What’s the best way to multiply a lot of small matrices in pytorch? I.e., say I want to multiply two batches of 2x2 matrices, with a large batch size. I seem to be getting better results by explicitly writing out the matrix multiplication than by using torch.bmm.
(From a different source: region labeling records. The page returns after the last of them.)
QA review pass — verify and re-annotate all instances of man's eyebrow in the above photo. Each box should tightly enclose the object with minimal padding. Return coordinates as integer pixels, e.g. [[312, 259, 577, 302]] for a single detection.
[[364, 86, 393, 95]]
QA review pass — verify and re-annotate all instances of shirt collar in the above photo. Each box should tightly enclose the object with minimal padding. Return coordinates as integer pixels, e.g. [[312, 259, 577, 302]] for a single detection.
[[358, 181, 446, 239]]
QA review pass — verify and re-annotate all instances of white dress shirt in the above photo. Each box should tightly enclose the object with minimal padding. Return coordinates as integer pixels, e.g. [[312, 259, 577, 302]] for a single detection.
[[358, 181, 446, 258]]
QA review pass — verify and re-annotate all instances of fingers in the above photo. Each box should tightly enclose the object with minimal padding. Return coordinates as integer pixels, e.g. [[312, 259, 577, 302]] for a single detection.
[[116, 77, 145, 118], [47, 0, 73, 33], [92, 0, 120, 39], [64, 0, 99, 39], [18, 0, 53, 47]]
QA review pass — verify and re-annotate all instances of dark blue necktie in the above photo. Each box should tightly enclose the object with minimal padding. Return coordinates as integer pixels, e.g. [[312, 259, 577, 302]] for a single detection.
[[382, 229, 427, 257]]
Example below:
import torch
def fast_2x2_bmm(a, b):
# There should be faster methods...
return torch.stack(
[
torch.stack(
[
a[..., 0, 0]*b[..., 0, 0] + a[..., 0, 1]*b[..., 1, 0],
a[..., 1, 0]*b[..., 0, 0] + a[..., 1, 1]*b[..., 1, 0],
],
dim=-1,
),
torch.stack(
[
a[..., 0, 0]*b[..., 0, 1] + a[..., 0, 1]*b[..., 1, 1],
a[..., 1, 0]*b[..., 0, 1] + a[..., 1, 1]*b[..., 1, 1],
],
dim=-1,
),
],
dim=-1,
)
fast_2x2_bmm = torch.compile(fast_2x2_bmm)
def fast_3x3_bmm(a, b):
# There should be faster methods...
return torch.stack(
[
torch.stack(
[
a[..., 0, 0]*b[..., 0, 0] + a[..., 0, 1]*b[..., 1, 0] + a[..., 0, 2]*b[..., 2, 0],
a[..., 1, 0]*b[..., 0, 0] + a[..., 1, 1]*b[..., 1, 0] + a[..., 1, 2]*b[..., 2, 0],
a[..., 2, 0]*b[..., 0, 0] + a[..., 2, 1]*b[..., 1, 0] + a[..., 2, 2]*b[..., 2, 0],
],
dim=-1,
),
torch.stack(
[
a[..., 0, 0]*b[..., 0, 1] + a[..., 0, 1]*b[..., 1, 1] + a[..., 0, 2]*b[..., 2, 1],
a[..., 1, 0]*b[..., 0, 1] + a[..., 1, 1]*b[..., 1, 1] + a[..., 1, 2]*b[..., 2, 1],
a[..., 2, 0]*b[..., 0, 1] + a[..., 2, 1]*b[..., 1, 1] + a[..., 2, 2]*b[..., 2, 1],
],
dim=-1,
),
torch.stack(
[
a[..., 0, 0]*b[..., 0, 2] + a[..., 0, 1]*b[..., 1, 2] + a[..., 0, 2]*b[..., 2, 2],
a[..., 1, 0]*b[..., 0, 2] + a[..., 1, 1]*b[..., 1, 2] + a[..., 1, 2]*b[..., 2, 2],
a[..., 2, 0]*b[..., 0, 2] + a[..., 2, 1]*b[..., 1, 2] + a[..., 2, 2]*b[..., 2, 2],
],
dim=-1,
),
],
dim=-1,
)
fast_3x3_bmm = torch.compile(fast_3x3_bmm)
def torch_bmm(a, b):
return torch.bmm(a, b)
torch_bmm = torch.compile(torch_bmm)
if __name__ == "__main__":
from torch.profiler import profile, record_function, ProfilerActivity
B = 262144
D = 2
if D not in [2, 3]: raise NotImplementedError()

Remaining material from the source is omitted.